Chapter 6 offers a study of Rhodian identity in terms of networks and network analysis, tracing societal responses to individual agency, most notably Demetrius Poliorcetes' siege of 305/4. Heitmann-Gordon begins by offering useful background on Rhodian colonisation, mythology, and identity, before examining the synoecism of 408/7 and Hecatomnid rule in the fourth century. He argues for a pan-Rhodian identity from the Archaic period onwards that contributed to later Rhodian contingency-control on an inter-polis level. Importantly, Heitmann-Gordon identifies Alexander's campaign as "the trigger that allowed for the unification of the Rhodian socio-political network and resulted in the self-confident inter-collective agency it exhibited in the late fourth and third century BC" (407-8).
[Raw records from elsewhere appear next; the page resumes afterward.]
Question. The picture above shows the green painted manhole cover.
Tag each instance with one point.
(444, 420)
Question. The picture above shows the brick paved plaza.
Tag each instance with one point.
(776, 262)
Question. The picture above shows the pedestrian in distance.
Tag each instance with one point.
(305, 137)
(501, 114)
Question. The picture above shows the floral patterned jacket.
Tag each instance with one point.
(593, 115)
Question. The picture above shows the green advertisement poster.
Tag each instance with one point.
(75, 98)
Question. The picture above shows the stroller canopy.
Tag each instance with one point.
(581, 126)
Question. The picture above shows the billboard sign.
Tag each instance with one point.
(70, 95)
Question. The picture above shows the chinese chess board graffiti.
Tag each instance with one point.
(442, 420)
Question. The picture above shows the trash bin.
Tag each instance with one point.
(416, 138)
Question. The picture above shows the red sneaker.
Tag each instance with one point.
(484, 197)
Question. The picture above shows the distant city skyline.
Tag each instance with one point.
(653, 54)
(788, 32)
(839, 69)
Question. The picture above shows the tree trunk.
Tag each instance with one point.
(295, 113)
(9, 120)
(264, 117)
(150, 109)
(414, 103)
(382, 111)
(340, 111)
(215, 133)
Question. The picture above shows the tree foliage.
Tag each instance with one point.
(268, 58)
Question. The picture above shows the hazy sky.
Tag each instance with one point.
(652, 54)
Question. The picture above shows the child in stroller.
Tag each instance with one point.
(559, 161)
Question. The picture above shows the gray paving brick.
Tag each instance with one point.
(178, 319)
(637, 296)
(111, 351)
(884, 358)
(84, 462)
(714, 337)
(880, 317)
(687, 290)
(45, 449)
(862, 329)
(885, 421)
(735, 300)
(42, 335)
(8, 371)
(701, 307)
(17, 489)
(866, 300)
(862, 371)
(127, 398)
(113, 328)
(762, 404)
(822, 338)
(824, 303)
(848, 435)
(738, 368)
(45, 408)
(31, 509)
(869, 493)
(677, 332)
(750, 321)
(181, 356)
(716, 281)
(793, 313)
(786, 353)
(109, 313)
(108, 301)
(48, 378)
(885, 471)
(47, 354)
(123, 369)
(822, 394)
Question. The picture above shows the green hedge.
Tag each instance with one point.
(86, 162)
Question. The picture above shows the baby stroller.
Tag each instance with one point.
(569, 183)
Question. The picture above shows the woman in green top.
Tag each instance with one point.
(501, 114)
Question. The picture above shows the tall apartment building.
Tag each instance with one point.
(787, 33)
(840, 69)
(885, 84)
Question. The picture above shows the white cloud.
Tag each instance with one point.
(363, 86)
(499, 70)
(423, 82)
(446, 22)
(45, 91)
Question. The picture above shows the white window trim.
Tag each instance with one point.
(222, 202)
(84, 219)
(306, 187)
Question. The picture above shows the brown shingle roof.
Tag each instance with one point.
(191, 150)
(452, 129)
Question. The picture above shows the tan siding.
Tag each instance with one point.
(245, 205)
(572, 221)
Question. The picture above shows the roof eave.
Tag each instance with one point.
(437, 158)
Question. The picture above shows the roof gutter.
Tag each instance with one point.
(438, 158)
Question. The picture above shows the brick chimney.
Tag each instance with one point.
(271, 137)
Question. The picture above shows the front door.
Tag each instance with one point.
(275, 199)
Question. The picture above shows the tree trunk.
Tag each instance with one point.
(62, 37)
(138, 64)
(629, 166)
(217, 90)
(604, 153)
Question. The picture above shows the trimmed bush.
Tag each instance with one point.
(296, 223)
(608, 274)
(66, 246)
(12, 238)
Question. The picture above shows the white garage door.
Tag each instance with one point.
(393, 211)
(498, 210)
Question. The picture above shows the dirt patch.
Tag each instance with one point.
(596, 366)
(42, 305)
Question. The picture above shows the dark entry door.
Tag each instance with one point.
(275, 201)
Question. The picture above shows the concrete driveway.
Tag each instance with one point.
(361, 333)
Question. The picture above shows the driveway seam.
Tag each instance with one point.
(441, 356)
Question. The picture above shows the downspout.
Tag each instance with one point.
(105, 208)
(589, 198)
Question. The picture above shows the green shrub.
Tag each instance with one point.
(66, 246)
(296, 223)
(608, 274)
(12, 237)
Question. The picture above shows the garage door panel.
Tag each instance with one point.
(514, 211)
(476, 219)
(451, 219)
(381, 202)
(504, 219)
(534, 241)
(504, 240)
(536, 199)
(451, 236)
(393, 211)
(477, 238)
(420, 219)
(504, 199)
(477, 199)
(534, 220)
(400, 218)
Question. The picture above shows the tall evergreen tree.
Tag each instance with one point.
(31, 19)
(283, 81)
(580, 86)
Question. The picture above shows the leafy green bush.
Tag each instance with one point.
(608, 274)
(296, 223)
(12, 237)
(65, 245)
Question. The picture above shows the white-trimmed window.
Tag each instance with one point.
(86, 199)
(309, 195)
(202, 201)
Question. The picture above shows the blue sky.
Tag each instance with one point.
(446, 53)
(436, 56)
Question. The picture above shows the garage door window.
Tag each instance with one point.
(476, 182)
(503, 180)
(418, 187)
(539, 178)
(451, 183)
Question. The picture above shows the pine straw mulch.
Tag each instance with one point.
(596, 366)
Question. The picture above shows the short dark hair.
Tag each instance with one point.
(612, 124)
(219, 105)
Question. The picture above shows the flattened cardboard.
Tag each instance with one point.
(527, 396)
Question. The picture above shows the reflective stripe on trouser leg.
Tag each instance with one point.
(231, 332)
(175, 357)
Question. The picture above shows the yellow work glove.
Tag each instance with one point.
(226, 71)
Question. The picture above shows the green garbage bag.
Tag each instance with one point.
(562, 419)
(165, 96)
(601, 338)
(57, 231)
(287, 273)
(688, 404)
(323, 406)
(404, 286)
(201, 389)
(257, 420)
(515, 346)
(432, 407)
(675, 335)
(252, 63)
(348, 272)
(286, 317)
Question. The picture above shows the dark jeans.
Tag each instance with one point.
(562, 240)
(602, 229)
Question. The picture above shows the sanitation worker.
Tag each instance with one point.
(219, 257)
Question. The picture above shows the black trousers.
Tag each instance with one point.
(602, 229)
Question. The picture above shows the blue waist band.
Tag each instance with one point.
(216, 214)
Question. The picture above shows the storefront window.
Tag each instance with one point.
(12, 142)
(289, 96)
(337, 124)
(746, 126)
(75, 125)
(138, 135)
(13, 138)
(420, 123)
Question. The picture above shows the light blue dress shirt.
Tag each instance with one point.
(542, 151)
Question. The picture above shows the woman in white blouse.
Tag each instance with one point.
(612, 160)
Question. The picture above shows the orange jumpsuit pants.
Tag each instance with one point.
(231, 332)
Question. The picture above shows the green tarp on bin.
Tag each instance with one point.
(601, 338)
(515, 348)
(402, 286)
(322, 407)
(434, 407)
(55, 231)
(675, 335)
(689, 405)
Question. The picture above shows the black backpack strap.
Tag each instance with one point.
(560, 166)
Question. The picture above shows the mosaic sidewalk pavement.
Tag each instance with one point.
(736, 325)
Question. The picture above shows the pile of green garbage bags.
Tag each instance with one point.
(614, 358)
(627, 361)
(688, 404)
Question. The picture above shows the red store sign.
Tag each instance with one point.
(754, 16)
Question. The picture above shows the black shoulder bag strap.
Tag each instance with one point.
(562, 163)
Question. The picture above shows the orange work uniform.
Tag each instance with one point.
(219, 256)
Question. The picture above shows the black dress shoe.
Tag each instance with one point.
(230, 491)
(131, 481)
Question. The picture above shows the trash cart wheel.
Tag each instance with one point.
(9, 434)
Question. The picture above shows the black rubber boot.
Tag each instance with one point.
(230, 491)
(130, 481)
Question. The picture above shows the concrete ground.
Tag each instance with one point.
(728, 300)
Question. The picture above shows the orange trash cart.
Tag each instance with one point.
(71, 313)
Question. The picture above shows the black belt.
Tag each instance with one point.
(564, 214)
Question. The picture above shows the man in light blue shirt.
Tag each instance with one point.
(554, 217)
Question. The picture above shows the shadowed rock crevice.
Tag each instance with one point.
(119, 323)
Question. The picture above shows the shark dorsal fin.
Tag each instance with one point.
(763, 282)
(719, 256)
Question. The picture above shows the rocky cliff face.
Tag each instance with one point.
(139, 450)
The main focus of the chapter is on two events. The discussion of the siege of 305/4 examines Rhodian and Antigonid contingency as well as the various networks of collective agency that each party could mobilise - in Rhodes' case on both macro (inter-state) and micro (intra-polis) levels. The discussion of the creation of the Colossus of Rhodes details how Rhodes turned the detritus of the Antigonid siege into a monument celebrating Rhodian glory. Heitmann-Gordon raises some astute points regarding the royal-connotations of the solar imagery, Doric descent claims (especially Heracles), claims to rule land and sea, and the reference of freedom detailed in the Colossus' dedicatory epigram - all barbed comments designed to undermine Antigonid royal propaganda and advertise the growth of Rhodian hegemony in the third century. The Colossus acted as "part of a larger mnemotype of spatially correlated Rhodian mytho-history...an amplifier and embodiment of the benevolent inter-state policy pursued by the Rhodian polity in the third century BC" (405-6).

The volume is rounded off with a useful appendix on terminology, a full bibliography, and a solid though somewhat sparse index. It is very well-written and produced with very few errors, either typos or formatting. Overall, this is a strong and insightful addition to the bibliography on early Hellenistic history. Heitmann-Gordon's chapter selection is somewhat surprising initially, but the diversity of topics allows him to craft a genuinely interesting and illuminating analysis of the development of the early Hellenistic period through the prism of network theory. And while I found the language difficult at times - ideas and arguments could often have been explained more clearly in a more straight-forward manner - I would recommend it to scholars of early Hellenistic history as an original and thought-provoking contribution to our understanding of this period.